# POLITECNICO DI TORINO Repository ISTITUZIONALE

# Novel Control Flow Checking Implementations for Automotive Software

## Original

Novel Control Flow Checking Implementations for Automotive Software / Cosimi, Francesco; Sini, Jacopo; Arena, Antonio; Violante, Massimo. - (2023), pp. 1-4. (Intervento presentato al convegno 19th International Conference on Synthesis, Modeling, Analysis and Simulation Methods and Applications to Circuit Design (SMACD) tenutosi a Funchal, Madeira, Portugal nel 03-05 July 2023) [10.1109/SMACD58065.2023.10192166].

Availability:

This version is available at: 11583/2980940 since: 2023-08-04T13:49:44Z

Publisher:

**IEEE** 

Published

DOI:10.1109/SMACD58065.2023.10192166

Terms of use:

This article is made available under terms and conditions as specified in the corresponding bibliographic description in the repository

Publisher copyright

IEEE postprint/Author's Accepted Manuscript

©2023 IEEE. Personal use of this material is permitted. Permission from IEEE must be obtained for all other uses, in any current or future media, including reprinting/republishing this material for advertising or promotional purposes, creating new collecting works, for resale or lists, or reuse of any copyrighted component of this work in other works.

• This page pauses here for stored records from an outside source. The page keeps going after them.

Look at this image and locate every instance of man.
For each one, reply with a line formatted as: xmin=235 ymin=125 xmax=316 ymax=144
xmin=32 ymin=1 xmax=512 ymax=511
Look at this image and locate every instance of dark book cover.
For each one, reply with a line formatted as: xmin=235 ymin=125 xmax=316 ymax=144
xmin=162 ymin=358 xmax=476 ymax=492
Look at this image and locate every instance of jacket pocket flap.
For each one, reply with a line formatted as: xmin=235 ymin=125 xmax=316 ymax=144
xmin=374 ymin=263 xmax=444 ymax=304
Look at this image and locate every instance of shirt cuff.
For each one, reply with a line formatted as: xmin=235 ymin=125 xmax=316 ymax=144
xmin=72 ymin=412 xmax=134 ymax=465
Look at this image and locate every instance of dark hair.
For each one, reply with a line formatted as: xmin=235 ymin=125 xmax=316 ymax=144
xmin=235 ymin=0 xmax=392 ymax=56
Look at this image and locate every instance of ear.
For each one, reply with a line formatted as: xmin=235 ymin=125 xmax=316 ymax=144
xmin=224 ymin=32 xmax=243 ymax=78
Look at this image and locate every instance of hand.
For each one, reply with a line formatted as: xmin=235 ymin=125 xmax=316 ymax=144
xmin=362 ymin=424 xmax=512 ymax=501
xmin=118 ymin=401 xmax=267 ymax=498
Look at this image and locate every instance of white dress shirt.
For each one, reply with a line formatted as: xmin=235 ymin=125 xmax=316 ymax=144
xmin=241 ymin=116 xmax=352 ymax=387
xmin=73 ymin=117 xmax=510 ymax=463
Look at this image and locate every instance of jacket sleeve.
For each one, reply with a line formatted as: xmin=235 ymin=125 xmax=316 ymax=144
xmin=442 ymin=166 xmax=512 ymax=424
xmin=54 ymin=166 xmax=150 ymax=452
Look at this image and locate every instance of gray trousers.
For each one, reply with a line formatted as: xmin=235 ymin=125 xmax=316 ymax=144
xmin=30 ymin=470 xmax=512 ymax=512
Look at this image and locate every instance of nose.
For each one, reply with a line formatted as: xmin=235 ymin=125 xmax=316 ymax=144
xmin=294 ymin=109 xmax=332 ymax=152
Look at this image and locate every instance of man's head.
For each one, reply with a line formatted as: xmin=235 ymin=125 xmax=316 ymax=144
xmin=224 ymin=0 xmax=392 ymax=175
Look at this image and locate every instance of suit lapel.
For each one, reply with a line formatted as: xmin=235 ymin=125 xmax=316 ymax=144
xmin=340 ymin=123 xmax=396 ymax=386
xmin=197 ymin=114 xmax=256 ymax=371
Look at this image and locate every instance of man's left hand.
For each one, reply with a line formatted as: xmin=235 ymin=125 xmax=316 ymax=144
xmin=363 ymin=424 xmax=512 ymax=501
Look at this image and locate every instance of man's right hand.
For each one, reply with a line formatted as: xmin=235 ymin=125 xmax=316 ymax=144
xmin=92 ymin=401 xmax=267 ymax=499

(Article begins on next page)

# Novel Control Flow Checking Implementations for Automotive Software

Francesco Cosimi
Huawei Research Center
and University of Pisa
Pisa, Italy
francesco.cosimi@phd.unipi.it

Jacopo Sini

Control and Computer Eng.

Politecnico di Torino

Turin, Italy

jacopo.sini@polito.it

Antonio Arena
Functional Safety Team
Huawei Research Center
Pisa, Italy
antonio.arena1@huawei.com

Prof. Massimo Violante Control and Computer Eng. Politecnico di Torino Turin, Italy massimo.violante@polito.it

Abstract—Safety-critical applications shall be implemented on highly dependable systems, and a part of their reliability is based on checking if the software is executed correctly. Various techniques are available for this purpose, like Control Flow Checking (CFC). Many CFC algorithms can be found in the literature, but their detection performances are assessed in theoretical scenarios, when implemented in Assembly language. The international standard on functional safety for automotive applications is ISO26262. It mandates to develop using high-level programming languages and the computation of the Diagnostic Coverage (DC). The DC measures the effectiveness of the chosen hardening method, in order to detect various Failure Modes (FMs). This paper discusses two alternative solutions, one software-only, and the other involving customized hardware, for these concerns: (i) address the FMs affecting the computation units described by Table 30 of part 11 of the ISO26262 (ii) guarantee the Freedom From Interference between the hardening method and the monitored entity.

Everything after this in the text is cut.